Most tea enthusiasts encounter Cha Qi when drinking a mighty good pu-erh. This tea energy shouldn't be confused with the energy we get from tea's caffeine content. It is more of subtle energy. We feel it when we drink tea for the soul — becoming one with the tea. To feel Cha Qi, we recommend meditating while drinking your tea. It might be easier to capture the feeling this way. 


What Does "Tea Drunk" or "Tea High" Mean? 

Tea drunk (茶醉 – Cha Zui) is a state we are in when we drink significant amounts of a particular type of tea. It comes from the interaction of caffeine, L-theanine, and catechins within the tea leaves. Being tea drunk is a state of feeling alert, creative and blissful, at the same time peaceful and relaxed. 

The tea that gets you drunk doesn't have to be too specific, but it should be a high-quality loose leaf tea.

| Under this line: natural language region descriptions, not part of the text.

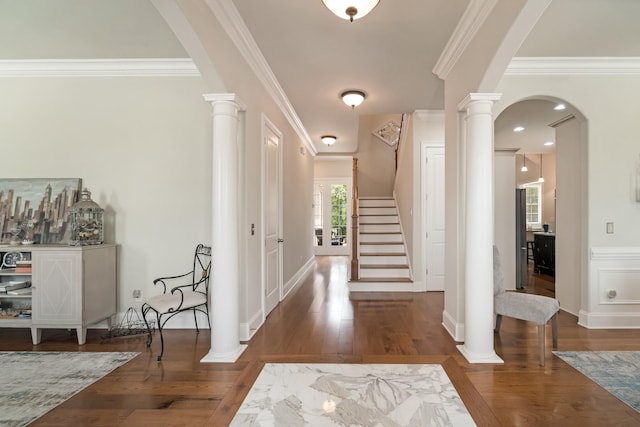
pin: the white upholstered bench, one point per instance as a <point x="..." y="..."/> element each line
<point x="533" y="308"/>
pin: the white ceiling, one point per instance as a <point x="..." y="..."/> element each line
<point x="314" y="55"/>
<point x="388" y="54"/>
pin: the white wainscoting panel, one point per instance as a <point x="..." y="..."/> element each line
<point x="613" y="293"/>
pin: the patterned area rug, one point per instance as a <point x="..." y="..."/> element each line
<point x="345" y="395"/>
<point x="618" y="372"/>
<point x="33" y="383"/>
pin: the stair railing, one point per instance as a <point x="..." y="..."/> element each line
<point x="355" y="274"/>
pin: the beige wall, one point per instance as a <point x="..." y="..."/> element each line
<point x="376" y="160"/>
<point x="210" y="46"/>
<point x="143" y="148"/>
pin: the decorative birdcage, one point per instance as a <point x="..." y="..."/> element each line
<point x="87" y="221"/>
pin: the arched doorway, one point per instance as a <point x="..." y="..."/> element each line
<point x="548" y="159"/>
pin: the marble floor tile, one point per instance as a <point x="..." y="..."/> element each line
<point x="293" y="394"/>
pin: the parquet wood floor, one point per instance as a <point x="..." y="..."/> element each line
<point x="319" y="322"/>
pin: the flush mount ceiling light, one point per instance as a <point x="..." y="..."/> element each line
<point x="350" y="9"/>
<point x="328" y="139"/>
<point x="353" y="98"/>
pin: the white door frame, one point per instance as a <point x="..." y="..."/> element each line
<point x="269" y="127"/>
<point x="329" y="250"/>
<point x="426" y="148"/>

You might have better luck with teas that contain a large amount of catechins (gyokuro and matcha), bud teas (Silver Needle white tea), or old tree teas (gu shu pu-erhs). 



GABA oolong tea is processed differently than usual. Producers employ a unique nitrogen-rich / oxygen-free fermentation process, after which the tea leaves stock up on GABA. Other types of tea can also be used for such a process, though GABA oolong and green tea are, by far, the most popular ones. 

GABA stands for gamma-Aminobutyric acid – a component directly responsible for our muscle tone regulation, improving sleep, calming the nerves, and balancing our mood.

Drinking tea with GABA may improve your mood and leave you feeling relaxed. Furthermore, we can receive GABA not only from the special GABA-rich tea but also from regular teas because the L-theanine found in tea aids the body in its GABA production. 


Tea vs. Chai. What Does Chai Tea Taste Like?

The term "chai tea" is a bit of a misnomer. "Chai" means tea in Hindi, similarly to "cha" in Chinese. So technically, we are saying "tea tea" when we say "chai tea." However, this came to be the popularly accepted name for this delicious drink in the West.

Chai tea is an Indian black tea made with spices. Hence, chai tea is tea. Thanks to the addition of spices, chai is very aromatic and robust. Common spices that people add are cinnamon, cardamom, clove, black pepper, and ginger. Although the recipes vary by region, people usually add sugar and milk to chai tea.


No More Milk Tea

Drinking sweet tea became a popular tradition in Europe. The only reason that people added milk and sugar to black tea was to mask its bad taste. It could be because the leaves were old and the tea was tasteless or bitter. The thing is, with craft tea, you won't even want to add milk! Just give some proper Chinese hong cha a try, and you will notice it is already sweet and possesses a bouquet of flavors. You won't want to hide these beautiful notes with milk. 


Tea Producing Countries

Although tea originated in China, now it's produced in nearly every country of the world. Of course, some countries lead in terms of tea production. They are:

1. China (43%)

2. India (22%)

3. Kenya

4. Sri Lanka

5. Vietnam 

At Path of Cha, we also source teas from Japan and Taiwan, which produce exceptionally unique and delicious teas. If we focus specifically on green tea production, then Japan is the second leading country in the world, after China.